これは、俺が夏美ちゃんの部屋にカメラを置き忘れてきた際に、取れていた映像になる。
もちろん、使用許可は取っている。

床に置かれたカメラから夏美の部屋のドアが見えている。
「夏美、みんな帰ったの?」
ドアをノックする音の後に、母親の声が聞こえてくる。
「うん。帰ったよ」
夏美はベッドに横になったまま返事をした。
「今日はお母さんと一緒にコンビニに行ってみない? ほら、いつも雄一くんとなら行けるでしょう? だからお母さんと一緒でも行けるんじゃないかなって思って」
「欲しい物もないし、今日はやめとく」
「……そう。

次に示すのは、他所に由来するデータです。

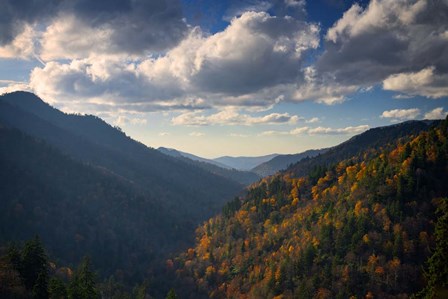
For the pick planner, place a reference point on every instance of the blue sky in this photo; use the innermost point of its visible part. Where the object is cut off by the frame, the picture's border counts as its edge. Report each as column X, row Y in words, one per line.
column 232, row 77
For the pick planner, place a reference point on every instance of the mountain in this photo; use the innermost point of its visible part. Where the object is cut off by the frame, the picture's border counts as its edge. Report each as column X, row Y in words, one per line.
column 375, row 138
column 117, row 192
column 243, row 163
column 176, row 153
column 281, row 162
column 364, row 228
column 241, row 177
column 79, row 209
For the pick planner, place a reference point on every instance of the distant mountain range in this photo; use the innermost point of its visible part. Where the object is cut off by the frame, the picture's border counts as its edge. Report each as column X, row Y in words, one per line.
column 281, row 162
column 232, row 167
column 244, row 163
column 239, row 176
column 129, row 181
column 176, row 153
column 88, row 189
column 365, row 219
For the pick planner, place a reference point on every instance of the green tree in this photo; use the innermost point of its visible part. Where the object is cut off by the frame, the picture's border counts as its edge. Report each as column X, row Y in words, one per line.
column 437, row 273
column 34, row 267
column 171, row 295
column 40, row 288
column 83, row 284
column 57, row 289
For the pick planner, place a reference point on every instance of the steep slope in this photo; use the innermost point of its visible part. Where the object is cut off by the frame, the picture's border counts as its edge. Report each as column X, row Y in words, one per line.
column 176, row 153
column 372, row 139
column 241, row 177
column 363, row 228
column 244, row 163
column 281, row 162
column 186, row 190
column 80, row 210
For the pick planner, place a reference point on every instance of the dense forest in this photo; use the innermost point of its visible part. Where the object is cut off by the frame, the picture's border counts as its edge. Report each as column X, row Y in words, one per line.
column 360, row 228
column 367, row 218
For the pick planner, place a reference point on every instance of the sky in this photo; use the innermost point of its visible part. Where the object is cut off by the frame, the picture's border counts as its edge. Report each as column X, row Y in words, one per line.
column 239, row 78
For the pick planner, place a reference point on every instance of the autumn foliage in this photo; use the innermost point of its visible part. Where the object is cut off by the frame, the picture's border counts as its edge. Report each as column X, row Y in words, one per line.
column 361, row 228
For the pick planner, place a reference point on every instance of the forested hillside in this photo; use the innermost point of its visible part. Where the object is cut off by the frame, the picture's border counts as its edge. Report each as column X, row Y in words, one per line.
column 362, row 227
column 242, row 177
column 282, row 162
column 189, row 192
column 78, row 209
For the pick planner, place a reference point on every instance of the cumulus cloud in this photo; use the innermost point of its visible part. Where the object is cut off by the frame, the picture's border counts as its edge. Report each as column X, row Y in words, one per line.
column 312, row 120
column 437, row 113
column 132, row 26
column 351, row 130
column 125, row 120
column 253, row 62
column 22, row 46
column 424, row 83
column 321, row 88
column 385, row 39
column 231, row 116
column 196, row 134
column 401, row 114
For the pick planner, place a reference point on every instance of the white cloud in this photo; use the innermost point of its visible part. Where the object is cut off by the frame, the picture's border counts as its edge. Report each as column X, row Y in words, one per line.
column 22, row 46
column 253, row 62
column 391, row 41
column 125, row 120
column 196, row 134
column 238, row 135
column 424, row 83
column 321, row 89
column 70, row 38
column 401, row 114
column 437, row 113
column 319, row 131
column 312, row 120
column 231, row 116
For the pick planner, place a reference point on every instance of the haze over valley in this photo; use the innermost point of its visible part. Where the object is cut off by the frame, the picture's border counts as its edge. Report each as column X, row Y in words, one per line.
column 223, row 149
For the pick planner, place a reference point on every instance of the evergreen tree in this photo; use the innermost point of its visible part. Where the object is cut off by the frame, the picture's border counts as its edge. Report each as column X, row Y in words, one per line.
column 57, row 289
column 437, row 274
column 40, row 288
column 171, row 295
column 34, row 267
column 83, row 284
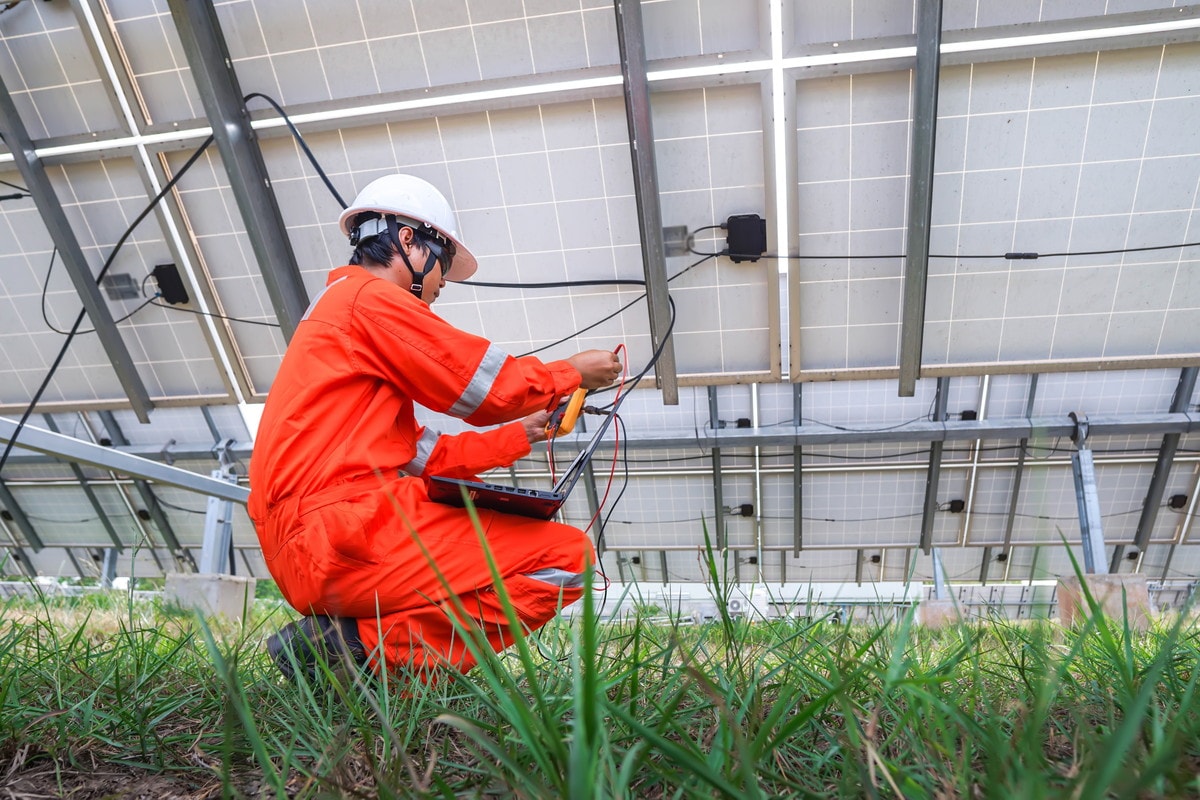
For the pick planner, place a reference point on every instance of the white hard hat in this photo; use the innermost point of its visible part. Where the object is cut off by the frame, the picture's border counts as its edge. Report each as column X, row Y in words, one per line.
column 414, row 202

それなら一緒にテレビを見ない? おもしろい番組をやってるわよ」
「疲れてるからいい」
「夏美……。少しくらい自分の部屋から出てみない? 今日はいい天気だし、いつでも外へ行くのを付き合ってあげるから。そうだ。この前駅前にできたスイーツ屋さんに行ってみない? 今の時期だとスイカのパフェがあるんだって! お母さん調べてみたの。夏美、スイカ大好きでしょう?」
明るい声で話しかけ続ける母親に大きなため息を夏美が急にベッドから起き出した。
そして次の瞬間、「私に構わないでよ!」と絶叫したのだ。
ドアが開き、母親が駆けつけてくる。
「夏美、急にどうしたの夏美!?」
「いつもいつも私のこと気にして声かけてきて、めんどくさいのよ! たまにはほっといてよ!」
頭をかきむしって絶叫し、ドンドンと足を踏み鳴らすその姿はまるで子供のようだ。
「夏美落ち着いて。お母さんが悪かったから、ね? ごめんね?」
「うるさいうるさいうるさい! 出ていけ!!」
夏美が出窓に飾られている花瓶を壁へと投げつける。
白い花瓶は音を立ってて割れ、床に散らばった。
「なにするの夏美、やめなさい!」
「うるさい!! 出ていけ!!」
夏美が投げつけた枕がカメラにあたり、画面が暗転する。
これが、夏美の葛藤であり、本来の姿なのかもしれない。